Il colpo risulta particolarmente significativo perché Wildberries è diventato nelle ultime settimane uno degli obiettivi ricorrenti della campagna ucraina contro l'infrastruttura logistica russa.

Il Financial Times ha segnalato questa domenica che sette dei dieci principali centri logistici della compagnia sono stati colpiti durante l'estate. L'offensiva ha avuto un impatto sulle scorte e sulle operazioni dei venditori che dipendono da questa vasta rete di distribuzione.

Alcuni rapporti basati su fonti aperte indicano che oltre una ventina di strutture di Wildberries sono state raggiunte a partire da luglio. Tuttavia, non tutte hanno subito lo stesso grado di danno e fino ad ora non esiste un bilancio consolidato dell'azienda che consenta di determinare con precisione le perdite economiche totali.

Le cifre pubblicate da diversi mezzi variano notevolmente a seconda che includano solo danni agli edifici o anche merci, perdite dei venditori e lucro cessante.

L'attacco di domenica contro Koledino acquista inoltre una dimensione simbolica: porta la campagna ucraina fino a uno dei principali nodi di distribuzione situati nei dintorni della capitale russa.

I missili Flamingo colpiscono l'industria spaziale russa

Un giorno prima, l'Ucraina aveva effettuato un altro attacco di particolare importanza strategica, questa volta contro il Centro Spaziale e dei Razzi Progress, a Samara.

Il presidente ucraino, Volodimir Zelenski, ha confermato che nell'operazione sono stati utilizzati missili da crociera FP-5 Flamingo prodotti in Ucraina. Le autorità russe hanno riconosciuto un attacco su larga scala contro le infrastrutture industriali della regione e danni localizzati.

Progress costituisce un'installazione particolarmente sensibile per Mosca perché partecipa alla produzione dei razzi Soyuz-2, utilizzati per mettere in orbita satelliti russi, compresi sistemi con applicazioni militari.

Immagini diffuse dopo l'attacco mostrano incendi e colonne di fumo sopra il complesso industriale.

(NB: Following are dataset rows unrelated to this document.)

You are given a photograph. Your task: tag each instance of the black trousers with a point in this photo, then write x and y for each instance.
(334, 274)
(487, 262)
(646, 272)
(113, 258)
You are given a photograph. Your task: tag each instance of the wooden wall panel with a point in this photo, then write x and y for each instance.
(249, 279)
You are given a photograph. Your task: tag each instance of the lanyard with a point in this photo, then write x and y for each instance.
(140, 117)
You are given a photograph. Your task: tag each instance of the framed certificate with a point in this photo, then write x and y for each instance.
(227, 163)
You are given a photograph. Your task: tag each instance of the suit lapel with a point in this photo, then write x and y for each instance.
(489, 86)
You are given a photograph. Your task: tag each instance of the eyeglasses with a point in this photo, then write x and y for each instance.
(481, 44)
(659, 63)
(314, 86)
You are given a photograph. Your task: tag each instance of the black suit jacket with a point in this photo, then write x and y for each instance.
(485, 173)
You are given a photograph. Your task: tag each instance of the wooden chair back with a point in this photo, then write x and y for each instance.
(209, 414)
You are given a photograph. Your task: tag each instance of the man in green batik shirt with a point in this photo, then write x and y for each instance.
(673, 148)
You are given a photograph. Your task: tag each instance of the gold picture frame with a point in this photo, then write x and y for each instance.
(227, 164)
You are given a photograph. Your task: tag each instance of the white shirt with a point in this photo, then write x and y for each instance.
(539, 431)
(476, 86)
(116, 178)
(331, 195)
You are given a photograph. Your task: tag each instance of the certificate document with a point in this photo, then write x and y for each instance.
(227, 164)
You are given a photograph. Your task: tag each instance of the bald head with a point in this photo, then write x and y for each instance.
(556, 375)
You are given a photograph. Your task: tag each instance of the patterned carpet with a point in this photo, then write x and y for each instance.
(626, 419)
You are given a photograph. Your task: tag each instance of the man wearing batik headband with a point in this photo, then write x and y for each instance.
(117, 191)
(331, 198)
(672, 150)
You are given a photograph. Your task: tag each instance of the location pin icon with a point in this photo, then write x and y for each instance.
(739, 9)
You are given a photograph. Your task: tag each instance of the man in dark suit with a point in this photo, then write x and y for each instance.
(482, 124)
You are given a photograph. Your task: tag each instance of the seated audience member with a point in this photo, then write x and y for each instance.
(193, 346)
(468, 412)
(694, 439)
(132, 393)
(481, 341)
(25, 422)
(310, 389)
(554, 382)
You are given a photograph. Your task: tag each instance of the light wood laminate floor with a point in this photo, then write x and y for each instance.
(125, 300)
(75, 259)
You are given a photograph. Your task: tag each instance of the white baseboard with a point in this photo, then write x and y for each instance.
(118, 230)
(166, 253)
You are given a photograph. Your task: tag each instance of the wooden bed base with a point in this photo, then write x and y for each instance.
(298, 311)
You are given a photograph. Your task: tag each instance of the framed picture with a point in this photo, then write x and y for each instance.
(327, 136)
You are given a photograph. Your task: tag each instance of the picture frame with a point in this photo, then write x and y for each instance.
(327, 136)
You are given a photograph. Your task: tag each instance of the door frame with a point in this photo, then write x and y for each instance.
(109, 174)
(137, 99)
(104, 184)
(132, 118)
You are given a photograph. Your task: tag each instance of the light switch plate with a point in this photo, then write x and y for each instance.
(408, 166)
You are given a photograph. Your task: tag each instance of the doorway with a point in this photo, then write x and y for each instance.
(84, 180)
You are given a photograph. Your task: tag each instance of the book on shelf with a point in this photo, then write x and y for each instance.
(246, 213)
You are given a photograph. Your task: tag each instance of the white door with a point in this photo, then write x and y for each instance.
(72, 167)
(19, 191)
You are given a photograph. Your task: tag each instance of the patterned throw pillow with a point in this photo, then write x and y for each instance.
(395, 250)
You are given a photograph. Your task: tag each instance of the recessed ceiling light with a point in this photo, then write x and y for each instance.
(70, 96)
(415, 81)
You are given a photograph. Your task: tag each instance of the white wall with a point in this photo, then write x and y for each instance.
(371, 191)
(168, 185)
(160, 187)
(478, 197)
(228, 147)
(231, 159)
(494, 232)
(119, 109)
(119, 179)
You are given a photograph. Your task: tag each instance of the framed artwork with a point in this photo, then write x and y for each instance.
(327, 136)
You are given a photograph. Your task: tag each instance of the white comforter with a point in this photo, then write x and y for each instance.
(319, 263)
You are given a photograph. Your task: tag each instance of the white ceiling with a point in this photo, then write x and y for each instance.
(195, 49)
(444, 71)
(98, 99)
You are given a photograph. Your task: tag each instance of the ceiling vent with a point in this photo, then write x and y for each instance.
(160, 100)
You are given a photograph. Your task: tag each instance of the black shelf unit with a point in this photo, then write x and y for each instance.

Analisti di fonti aperte hanno identificato impatti in aree legate a Progress e a impianti aeronautici nelle vicinanze.

La rilevanza militare potenziale del colpo va oltre i propri razzi. La Russia utilizza i lanciatori Soyuz per mettere in orbita satelliti di riconoscimento, comunicazione e altri sistemi impiegati dalle sue Forze Armate. Progress è anche legato ai lanci previsti per Rassvet, una costellazione russa di comunicazione satellitare simile a Starlink.

L'attacco contro Samara mostra inoltre l'evoluzione della capacità ucraina di colpire obiettivi situati a centinaia di chilometri dal fronte senza dipendere esclusivamente dall'armamento occidentale.

Armi ucraine per portare la guerra all'interno della Russia

Il FP-5 Flamingo fa parte di questo sforzo. Il missile da crociera, sviluppato dall'azienda privata Fire Point, offre a Kiev uno strumento a lungo raggio prodotto all'interno del paese e il cui utilizzo non è soggetto alle stesse restrizioni politiche di alcune armi fornite dai suoi alleati.

A questo si aggiunge la famiglia di droni ucraini a lungo raggio, che durante il 2026 ha aumentato sia il suo raggio d'azione che la frequenza degli attacchi.

L'offensiva di domenica è stata una dimostrazione di questa capacità. La Russia ha affermato di aver intercettato 822 droni ucraini in diverse regioni, mentre centinaia di velivoli sono stati diretti verso Mosca e altre zone del paese. Le cifre russe sui abbattimenti non sono state verificate in modo indipendente.

La strategia ucraina sembra sempre più orientata ad attaccare i sistemi che sostengono la capacità russa di continuare la guerra: raffinerie, depositi di combustibile, impianti industriali, fabbriche legate al settore militare, aerodromi e grandi centri logistici.

Kiev riporta anche progressi sul fronte

La crescente pressione sulla retroguardia russa coincide con segnali di una discesa dei progressi di Mosca e contrattacchi ucraini in determinati settori.

Zelenski ha affermato questa settimana che le forze ucraine hanno riconquistato circa 745 chilometri quadrati dalla fine di gennaio in operazioni svolte principalmente nelle aree di Dnipropetrovsk, Zaporiyia e Donetsk.

Valutazioni indipendenti citate da The Guardian concordano sul fatto che l'Ucraina ha recuperato diverse località e che alcuni recenti avanzamenti russi sono stati il risultato di infiltrazioni successivamente respinte, sebbene i combattimenti continuino e la Russia mantenga una pressione offensiva in vari settori.

Questo non significa che l'Ucraina abbia invertito globalmente la situazione militare né che la Russia abbia perso la sua capacità offensiva. Mosca continua a lanciare grandi quantità di droni e missili contro città e infrastrutture ucraine e mantiene importanti risorse umane e materiali dispiegate al fronte.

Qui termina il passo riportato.